Note that Julia's type inference is powerful. Specifying types **is not** necessary for best performance!

In [33]:
function my_function(x)
    y = rand()
    z = rand()
    x+y+z
end

function my_function_typed(x::Int)::Float64
    y::Float64 = rand()
    z::Float64 = rand()
    x+y+z
end

my_function_typed (generic function with 1 method)

In [35]:
@btime my_function(10);
@btime my_function_typed(10);

  10.794 ns (0 allocations: 0 bytes)
  10.687 ns (0 allocations: 0 bytes)


 However, annotating types explicitly can serve a purpose.

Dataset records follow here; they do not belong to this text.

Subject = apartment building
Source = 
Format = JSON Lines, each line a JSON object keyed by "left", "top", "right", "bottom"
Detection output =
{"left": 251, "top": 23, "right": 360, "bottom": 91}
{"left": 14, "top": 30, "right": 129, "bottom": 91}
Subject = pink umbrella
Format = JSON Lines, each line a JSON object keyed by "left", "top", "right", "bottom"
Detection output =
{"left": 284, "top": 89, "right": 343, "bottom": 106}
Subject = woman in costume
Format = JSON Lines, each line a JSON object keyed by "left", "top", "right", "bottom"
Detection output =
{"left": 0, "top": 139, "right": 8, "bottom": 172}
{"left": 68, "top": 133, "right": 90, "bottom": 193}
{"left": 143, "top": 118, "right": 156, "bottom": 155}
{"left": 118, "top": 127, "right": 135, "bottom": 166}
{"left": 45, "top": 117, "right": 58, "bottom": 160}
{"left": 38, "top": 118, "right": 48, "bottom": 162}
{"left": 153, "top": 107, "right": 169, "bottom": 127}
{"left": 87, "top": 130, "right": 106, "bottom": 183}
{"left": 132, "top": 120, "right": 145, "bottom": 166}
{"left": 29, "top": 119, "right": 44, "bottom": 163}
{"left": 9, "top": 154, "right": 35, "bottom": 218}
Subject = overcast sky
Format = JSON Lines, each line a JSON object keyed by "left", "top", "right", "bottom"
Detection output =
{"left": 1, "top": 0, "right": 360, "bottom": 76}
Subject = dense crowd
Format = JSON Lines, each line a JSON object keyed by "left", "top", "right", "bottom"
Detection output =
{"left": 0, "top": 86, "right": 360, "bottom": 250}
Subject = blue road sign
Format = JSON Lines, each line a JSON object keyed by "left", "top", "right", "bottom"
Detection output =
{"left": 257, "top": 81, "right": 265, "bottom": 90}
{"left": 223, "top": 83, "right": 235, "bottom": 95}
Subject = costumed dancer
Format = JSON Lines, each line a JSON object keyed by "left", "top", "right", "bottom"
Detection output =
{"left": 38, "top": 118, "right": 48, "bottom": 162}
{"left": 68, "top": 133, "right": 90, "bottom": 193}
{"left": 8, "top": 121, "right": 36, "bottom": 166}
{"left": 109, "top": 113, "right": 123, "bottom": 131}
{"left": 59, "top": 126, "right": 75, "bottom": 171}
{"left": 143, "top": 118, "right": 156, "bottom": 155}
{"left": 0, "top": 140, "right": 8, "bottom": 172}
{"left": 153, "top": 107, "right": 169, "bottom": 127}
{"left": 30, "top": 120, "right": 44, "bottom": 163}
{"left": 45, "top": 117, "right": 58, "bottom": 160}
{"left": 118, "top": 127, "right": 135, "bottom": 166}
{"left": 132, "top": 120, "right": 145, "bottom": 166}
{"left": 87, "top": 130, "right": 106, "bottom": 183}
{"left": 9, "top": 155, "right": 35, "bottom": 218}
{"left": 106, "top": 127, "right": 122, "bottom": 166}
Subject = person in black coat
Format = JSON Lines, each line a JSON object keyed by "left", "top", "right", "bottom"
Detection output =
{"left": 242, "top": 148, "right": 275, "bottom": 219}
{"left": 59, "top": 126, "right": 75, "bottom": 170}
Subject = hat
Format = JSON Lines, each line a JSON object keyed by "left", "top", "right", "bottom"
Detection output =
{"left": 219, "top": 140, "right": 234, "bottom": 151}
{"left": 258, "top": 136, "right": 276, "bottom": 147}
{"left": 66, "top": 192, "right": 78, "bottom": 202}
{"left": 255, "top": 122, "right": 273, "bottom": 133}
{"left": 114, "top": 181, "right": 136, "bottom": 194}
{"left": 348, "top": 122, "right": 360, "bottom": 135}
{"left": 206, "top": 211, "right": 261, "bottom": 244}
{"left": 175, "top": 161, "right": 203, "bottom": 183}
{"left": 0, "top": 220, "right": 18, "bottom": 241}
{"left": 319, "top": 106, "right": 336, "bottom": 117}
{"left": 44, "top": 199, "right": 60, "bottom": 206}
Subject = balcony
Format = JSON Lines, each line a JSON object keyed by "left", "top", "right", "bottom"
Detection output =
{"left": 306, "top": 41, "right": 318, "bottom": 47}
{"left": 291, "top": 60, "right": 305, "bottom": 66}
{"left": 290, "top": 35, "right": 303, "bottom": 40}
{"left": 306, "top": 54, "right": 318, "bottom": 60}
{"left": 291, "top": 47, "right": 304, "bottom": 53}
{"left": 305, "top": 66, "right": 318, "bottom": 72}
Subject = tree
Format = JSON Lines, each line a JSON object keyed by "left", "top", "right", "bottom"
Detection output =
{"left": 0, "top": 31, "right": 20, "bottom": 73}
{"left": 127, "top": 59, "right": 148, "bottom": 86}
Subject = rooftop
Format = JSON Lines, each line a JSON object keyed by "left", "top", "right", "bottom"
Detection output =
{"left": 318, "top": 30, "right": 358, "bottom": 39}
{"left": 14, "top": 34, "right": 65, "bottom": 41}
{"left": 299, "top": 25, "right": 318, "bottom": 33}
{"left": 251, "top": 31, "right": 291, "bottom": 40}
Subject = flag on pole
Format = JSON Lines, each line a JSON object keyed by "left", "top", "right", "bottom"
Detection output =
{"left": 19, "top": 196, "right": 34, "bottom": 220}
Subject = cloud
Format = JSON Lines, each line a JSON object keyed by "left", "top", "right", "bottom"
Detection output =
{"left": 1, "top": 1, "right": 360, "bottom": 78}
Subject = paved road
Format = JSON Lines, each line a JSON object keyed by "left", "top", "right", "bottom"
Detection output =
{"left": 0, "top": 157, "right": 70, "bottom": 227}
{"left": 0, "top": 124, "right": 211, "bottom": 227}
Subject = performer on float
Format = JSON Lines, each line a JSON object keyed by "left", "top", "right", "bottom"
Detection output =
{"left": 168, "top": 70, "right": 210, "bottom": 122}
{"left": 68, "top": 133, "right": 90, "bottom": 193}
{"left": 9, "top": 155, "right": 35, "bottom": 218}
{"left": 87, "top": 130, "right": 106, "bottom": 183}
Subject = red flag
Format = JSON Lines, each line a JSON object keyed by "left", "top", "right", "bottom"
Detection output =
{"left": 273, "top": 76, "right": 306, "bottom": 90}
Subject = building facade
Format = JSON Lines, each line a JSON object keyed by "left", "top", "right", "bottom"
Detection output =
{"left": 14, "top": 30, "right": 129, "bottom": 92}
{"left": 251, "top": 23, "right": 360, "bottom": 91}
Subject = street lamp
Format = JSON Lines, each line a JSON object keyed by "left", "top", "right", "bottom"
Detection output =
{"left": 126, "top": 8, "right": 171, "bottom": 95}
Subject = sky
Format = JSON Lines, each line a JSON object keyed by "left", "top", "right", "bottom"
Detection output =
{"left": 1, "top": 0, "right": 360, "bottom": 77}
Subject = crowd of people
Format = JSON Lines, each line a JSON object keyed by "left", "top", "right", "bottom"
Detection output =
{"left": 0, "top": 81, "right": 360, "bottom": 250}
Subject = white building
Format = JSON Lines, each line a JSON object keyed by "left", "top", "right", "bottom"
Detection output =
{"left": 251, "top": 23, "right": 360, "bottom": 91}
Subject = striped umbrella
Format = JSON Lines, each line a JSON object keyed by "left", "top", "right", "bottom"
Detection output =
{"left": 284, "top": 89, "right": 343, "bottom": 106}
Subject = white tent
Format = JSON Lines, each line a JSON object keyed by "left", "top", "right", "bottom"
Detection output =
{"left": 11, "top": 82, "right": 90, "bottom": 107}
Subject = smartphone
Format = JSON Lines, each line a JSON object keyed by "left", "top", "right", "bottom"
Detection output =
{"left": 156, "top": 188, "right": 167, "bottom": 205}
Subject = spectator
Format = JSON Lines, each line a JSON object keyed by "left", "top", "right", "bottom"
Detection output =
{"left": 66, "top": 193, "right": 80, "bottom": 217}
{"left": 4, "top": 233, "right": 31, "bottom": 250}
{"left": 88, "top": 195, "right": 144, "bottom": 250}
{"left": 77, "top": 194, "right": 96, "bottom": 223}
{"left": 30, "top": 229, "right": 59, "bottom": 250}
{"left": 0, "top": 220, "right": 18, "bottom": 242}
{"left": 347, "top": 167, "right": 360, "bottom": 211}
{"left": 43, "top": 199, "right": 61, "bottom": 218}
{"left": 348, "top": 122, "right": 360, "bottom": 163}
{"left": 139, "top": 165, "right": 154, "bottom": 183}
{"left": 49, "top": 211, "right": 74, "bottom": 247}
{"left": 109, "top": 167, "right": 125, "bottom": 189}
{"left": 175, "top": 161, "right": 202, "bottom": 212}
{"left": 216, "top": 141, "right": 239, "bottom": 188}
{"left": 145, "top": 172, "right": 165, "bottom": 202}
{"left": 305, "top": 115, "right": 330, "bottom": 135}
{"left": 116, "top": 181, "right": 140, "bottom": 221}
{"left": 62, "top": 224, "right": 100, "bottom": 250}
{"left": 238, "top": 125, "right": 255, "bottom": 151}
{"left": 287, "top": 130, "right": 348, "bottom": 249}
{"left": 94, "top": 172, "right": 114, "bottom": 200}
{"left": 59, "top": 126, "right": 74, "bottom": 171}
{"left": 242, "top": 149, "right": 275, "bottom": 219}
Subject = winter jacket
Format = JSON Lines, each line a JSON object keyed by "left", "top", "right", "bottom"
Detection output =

* **Define a user interface/type filter** (will throw error if incompatible type is given)
* Enforce conversions
* Rarely, help the compiler infer types in tricky situations

# Core messages of this Notebook

* Julia **can be fast.**
* **A function is compiled when called for the first time** with a given set of argument types.
* The are **multiple compilation steps** all of which can be inspected through macros like `@code_warntype`.
* **Code specialization** based on the types of all of the input arguments is important for speed.
* Calculations can be moved to compile-time to make run-time faster.
* In virtually all cases, **explicit type annotations are irrelevant for performance**.
* Type annotations in function signatures define a **type filter/user interface**.